El ex sacerdote Gabriel Urralburu, era el líder carismático indiscutible del PSOE navarro (PSN-PSOE) desde 1975. En realidad fue sacerdote hasta 1985, cuando logró al fin la secularización para poder casarse con Olivia Balda Berasategui. En el congreso del PSN-PSOE de 1990, fue reelegido con el 100% de apoyo de los delegados, algo poco habitual en la historia de los congresos regionales del PSOE. Entre sus hombre de confianza de la ejecutiva estaban Antonio Aragón y Javier Otano. Urralburu fue presidente de la Comunidad Foral de Navarra entre 1984 y 1991. En ese periodo, su fiel Antonio Aragón era el consejero de Obras Públicas.

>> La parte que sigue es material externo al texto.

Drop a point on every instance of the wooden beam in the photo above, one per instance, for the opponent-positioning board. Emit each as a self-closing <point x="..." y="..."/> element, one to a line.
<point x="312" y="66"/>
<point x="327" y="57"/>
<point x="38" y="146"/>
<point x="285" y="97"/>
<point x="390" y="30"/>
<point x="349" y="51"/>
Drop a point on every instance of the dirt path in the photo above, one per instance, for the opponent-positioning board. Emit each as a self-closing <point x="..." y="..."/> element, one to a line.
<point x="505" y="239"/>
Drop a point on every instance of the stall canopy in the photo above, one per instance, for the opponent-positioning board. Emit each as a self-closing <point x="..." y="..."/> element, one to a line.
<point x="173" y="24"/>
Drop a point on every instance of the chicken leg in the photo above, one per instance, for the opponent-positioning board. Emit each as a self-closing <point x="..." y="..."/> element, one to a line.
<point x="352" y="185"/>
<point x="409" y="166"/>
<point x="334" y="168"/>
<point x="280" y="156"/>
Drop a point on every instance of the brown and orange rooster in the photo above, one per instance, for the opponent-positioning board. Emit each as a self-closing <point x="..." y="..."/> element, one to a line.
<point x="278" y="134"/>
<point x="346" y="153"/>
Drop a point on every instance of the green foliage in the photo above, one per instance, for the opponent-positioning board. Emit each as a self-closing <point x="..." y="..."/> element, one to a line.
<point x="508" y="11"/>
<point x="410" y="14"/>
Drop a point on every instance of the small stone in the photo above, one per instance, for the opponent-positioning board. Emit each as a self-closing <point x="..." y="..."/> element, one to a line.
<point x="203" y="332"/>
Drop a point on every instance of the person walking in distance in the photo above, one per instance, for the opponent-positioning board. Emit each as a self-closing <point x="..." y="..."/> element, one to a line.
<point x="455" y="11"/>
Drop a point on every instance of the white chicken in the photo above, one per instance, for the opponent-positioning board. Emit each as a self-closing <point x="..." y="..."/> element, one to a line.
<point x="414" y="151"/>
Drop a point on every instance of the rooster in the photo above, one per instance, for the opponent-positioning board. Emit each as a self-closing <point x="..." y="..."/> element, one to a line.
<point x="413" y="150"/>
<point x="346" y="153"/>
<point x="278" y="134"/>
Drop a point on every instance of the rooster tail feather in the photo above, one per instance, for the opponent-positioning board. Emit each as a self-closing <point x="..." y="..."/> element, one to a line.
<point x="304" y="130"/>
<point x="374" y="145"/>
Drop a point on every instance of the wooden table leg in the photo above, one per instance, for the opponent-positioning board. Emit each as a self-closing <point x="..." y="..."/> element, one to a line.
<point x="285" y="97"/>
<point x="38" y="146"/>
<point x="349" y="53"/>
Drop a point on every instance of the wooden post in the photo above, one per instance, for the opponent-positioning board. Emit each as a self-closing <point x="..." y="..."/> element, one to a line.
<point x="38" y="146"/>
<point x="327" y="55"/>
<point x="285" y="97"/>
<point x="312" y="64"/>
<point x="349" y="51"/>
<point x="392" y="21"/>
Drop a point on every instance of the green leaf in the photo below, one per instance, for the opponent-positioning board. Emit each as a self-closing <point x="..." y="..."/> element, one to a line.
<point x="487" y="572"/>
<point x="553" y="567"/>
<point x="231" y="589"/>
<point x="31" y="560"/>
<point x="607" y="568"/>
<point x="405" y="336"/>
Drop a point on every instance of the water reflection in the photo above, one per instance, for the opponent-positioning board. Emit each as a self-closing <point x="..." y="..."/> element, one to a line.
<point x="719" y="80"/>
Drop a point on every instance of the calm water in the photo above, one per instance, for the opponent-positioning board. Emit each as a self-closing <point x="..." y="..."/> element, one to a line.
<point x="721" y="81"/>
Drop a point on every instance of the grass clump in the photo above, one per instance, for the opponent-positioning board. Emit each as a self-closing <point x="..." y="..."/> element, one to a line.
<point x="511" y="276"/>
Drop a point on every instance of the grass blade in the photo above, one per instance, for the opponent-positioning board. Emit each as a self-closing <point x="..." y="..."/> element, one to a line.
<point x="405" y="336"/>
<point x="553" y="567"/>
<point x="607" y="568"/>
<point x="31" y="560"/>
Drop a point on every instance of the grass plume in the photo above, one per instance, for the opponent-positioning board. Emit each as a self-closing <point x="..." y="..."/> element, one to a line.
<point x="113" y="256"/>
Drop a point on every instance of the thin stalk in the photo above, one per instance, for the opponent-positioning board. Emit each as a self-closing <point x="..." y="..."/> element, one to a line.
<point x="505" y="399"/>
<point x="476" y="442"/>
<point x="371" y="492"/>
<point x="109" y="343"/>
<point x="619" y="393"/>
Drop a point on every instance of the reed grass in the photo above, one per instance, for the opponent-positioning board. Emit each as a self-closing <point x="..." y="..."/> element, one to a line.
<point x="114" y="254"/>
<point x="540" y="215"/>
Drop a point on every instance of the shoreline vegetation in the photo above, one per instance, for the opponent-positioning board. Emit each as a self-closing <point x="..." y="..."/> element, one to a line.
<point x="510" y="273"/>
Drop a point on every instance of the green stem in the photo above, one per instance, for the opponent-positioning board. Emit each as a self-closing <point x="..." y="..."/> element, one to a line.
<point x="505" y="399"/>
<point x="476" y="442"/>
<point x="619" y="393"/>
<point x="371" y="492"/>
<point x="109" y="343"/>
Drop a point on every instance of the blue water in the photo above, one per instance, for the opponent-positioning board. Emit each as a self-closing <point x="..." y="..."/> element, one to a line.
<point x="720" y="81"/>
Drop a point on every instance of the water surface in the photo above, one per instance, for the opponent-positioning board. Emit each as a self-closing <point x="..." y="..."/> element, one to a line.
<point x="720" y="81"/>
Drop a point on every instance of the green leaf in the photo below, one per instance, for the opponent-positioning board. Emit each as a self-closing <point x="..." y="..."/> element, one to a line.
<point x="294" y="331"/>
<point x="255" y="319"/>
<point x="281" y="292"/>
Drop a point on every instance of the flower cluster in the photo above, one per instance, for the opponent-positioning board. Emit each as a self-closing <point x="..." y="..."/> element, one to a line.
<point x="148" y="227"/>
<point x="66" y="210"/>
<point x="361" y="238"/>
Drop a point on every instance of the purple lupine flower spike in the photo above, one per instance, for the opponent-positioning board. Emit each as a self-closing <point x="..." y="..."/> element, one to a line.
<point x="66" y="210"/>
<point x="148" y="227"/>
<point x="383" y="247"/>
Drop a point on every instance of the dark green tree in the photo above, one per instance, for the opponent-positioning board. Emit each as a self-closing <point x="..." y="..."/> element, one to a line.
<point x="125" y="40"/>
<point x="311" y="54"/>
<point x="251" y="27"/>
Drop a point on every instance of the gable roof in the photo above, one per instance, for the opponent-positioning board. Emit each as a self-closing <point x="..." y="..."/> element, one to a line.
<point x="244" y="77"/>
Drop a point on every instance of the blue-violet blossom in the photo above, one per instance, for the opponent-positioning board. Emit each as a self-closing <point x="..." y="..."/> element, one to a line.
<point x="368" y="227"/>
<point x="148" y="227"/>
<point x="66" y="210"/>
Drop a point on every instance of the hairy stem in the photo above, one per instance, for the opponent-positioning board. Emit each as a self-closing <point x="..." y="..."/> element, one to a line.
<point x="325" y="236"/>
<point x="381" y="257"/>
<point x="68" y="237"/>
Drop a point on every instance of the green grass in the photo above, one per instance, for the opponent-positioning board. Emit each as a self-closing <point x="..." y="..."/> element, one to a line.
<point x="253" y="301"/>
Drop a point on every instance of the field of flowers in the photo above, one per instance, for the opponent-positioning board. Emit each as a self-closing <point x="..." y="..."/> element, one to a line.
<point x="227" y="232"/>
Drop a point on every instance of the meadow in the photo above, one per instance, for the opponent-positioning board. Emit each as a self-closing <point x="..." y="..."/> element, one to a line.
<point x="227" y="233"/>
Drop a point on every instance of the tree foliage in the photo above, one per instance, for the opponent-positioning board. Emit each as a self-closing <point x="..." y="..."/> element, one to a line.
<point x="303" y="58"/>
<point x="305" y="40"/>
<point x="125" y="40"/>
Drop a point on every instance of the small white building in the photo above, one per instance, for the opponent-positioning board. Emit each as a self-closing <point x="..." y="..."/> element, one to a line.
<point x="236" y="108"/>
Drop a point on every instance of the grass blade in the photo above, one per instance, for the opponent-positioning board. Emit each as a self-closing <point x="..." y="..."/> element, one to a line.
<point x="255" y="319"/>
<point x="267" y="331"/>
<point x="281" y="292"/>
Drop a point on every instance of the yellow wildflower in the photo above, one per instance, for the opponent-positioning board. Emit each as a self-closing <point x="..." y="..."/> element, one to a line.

La imagen de Gabriel Urralburu quedó muy tocada, cuando el 14 de abril de 1994, al producirse las investigaciones en torno a la corrupción del socialista Luis Roldán, que había sido Delegado del Gobierno de Navarra, salió a la luz que la esposa de Gabriel Urralburu, Olivia Balda, figuraba como socia de Roldán en una de sus empresas inmobiliarias. Gabriel Urralburu se convirtió en el primer presidente de una comunidad autónoma que ingresaba en prisión por decisión del Juzgado de Instrucción número 1 de Pamplona. Durante la investigación de su patrimonio, dentro de la investigación a muchos colaboradores de Roldán, se encontró que Urralburu había adquirido importantes propiedades inmobiliarias en distintos puntos de España a través de la sociedad Residencial Menorquina, de la formaban parte él y su esposa. Al no ser capaz de dar explicaciones por ello al ser llamado a declarar, los tribunales optaron por la detención preventiva.

Sarasola y González

Enrique Sarasola Lertxundi, no fue la única persona del entorno de Felipe González que se hizo millonario, coincidiendo con la etapa en la que este era secretario general del PSOE, y era además presidente del Gobierno de España. En noviembre de 1994 estalló el llamado ‘caso Palomino’, en relación con el cuñado de Felipe González, Francisco Germán Palomino Romera que, casualmente o no, era directivo de la empresa Control y Aplicaciones España (CAE) entre 1989 y 1991, en su calidad de presidente del Consejo de Administración de Talleres Palominos. El 28 de octubre de 1994, el escándalo se hizo público, cuando el diario El Mundo desveló que el cuñado de González, Palomino, había ganado 346 millones de pesetas en cuatro años, en un pelotazo inmobiliario facilitado por el MOPU. Palomino compró una parcela por 40 millones y la vendió por 385 millones.